Flood was right. Foreman, his arms rolling eerily like heavy tree branches in a high wind, was near exhaustion, but not even that, nor all the water in Biscayne Bay was going to spare Dino Dennis. The fight was stopped at 2:25 of the fourth round. In his dressing room, Dennis had no excuses. "This was a big fight for me," he said. "I came apart. My nerves got to me. The tension got me. It made me tired, and I didn't do anything right."
Said Braverman, "He's still a baby." The baby took eight stitches over his right eye. Why didn't Braverman stop the fight sooner? "I had to see, to be sure," said Al. "Foreman was so tired. I thought he might drop over any second."

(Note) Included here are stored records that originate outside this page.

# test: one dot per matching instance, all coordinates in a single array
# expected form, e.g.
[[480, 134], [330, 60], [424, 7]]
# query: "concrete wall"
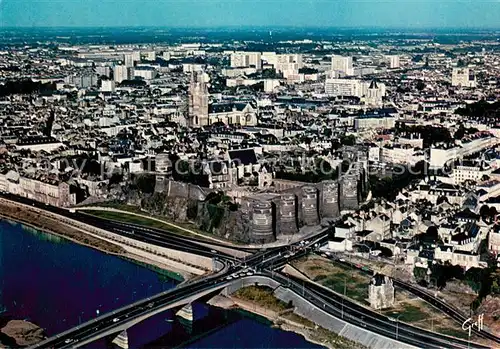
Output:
[[188, 262]]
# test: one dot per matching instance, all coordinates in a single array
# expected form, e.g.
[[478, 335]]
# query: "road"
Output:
[[360, 316], [429, 298]]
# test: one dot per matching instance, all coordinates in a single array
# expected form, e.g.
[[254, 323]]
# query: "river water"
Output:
[[58, 284]]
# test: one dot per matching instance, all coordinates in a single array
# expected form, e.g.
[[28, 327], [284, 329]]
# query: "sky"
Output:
[[248, 13]]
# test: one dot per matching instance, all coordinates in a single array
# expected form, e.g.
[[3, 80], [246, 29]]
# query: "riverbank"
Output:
[[262, 302], [20, 333], [35, 219]]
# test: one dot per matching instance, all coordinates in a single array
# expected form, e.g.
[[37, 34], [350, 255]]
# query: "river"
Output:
[[58, 284]]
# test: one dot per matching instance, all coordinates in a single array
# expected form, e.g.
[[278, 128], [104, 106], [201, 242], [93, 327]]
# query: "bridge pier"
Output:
[[121, 340]]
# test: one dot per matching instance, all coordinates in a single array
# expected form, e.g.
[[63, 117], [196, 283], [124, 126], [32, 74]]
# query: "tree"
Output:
[[420, 85], [348, 140], [484, 211]]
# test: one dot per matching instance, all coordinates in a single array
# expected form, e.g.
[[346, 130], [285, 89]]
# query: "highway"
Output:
[[360, 316], [429, 298]]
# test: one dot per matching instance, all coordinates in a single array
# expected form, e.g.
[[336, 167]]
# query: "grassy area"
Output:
[[299, 319], [335, 277], [263, 296], [455, 333]]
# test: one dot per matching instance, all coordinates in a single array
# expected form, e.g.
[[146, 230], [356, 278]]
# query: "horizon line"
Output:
[[262, 27]]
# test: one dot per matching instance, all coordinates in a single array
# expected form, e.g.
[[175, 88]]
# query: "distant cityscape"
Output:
[[377, 150]]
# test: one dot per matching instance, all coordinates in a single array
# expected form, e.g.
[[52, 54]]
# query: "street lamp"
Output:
[[369, 249]]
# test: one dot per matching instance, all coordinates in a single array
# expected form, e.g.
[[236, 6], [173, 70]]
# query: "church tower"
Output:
[[198, 100]]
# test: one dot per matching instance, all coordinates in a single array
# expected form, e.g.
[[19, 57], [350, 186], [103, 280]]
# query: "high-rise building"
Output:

Dennis' heart and Braverman's water ballet saved the night for King and television, for the Duran-Rojas title fight, which went on first, was a ridiculous affair. "This was the 26th time he's knocked out Rojas," said a Panamanian. "He's knocked him out 25 other times in the gym." An exaggeration, no doubt, but there is little question that Rojas was a pitiful opponent for the furious punches of Duran. Rojas was knocked out at 2:17 of the first round, leaving him unconscious for a long time. Duran is a little assassin, a quick volume puncher with a fine mean streak in him, yet the Panamanians and the game-playing WBA (the head of it is Dr. Eliasm Cordova Jr., a Panamanian who is related to Duran's manager) have clamped a lock on the lightweight title; tough lightweights like Edwin Viruet are ducked forever.

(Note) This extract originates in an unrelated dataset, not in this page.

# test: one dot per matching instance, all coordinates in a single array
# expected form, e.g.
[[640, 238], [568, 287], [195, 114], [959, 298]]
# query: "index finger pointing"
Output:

"Why did you make this match?" King was asked. "Fights like this killed boxing on television."
"It's not my fault," he protested. "The WBA forced me into it."
" Duran does not deserve $125,000 for an opponent like Rojas, does he?"

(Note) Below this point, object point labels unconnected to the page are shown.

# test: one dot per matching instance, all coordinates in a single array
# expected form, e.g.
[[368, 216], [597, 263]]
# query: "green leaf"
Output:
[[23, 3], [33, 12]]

King just shook his head, then turned the subject back to Foreman, whom he calls his "duration champion," implying that if Ali does come back he should not have the privileges of a champion, that he and Foreman should meet even-up, financially. That surely would be a bout worth seeing: the cerebral Ali, his physical gifts in a sorry state, against Foreman, the magnificent beast or bum, depending on your ring esthetics. It would be hard to bet against Ali, for George Foreman has never been the same since Zaire, and he seems to be a troubled man, often a brooding recluse, forever alert for unseen villains.
The night before each fight now, he has three different meals brought to him by three different aides. No one knows which meal he will choose, or from where it will come. George Foreman, you see, is afraid of being poisoned.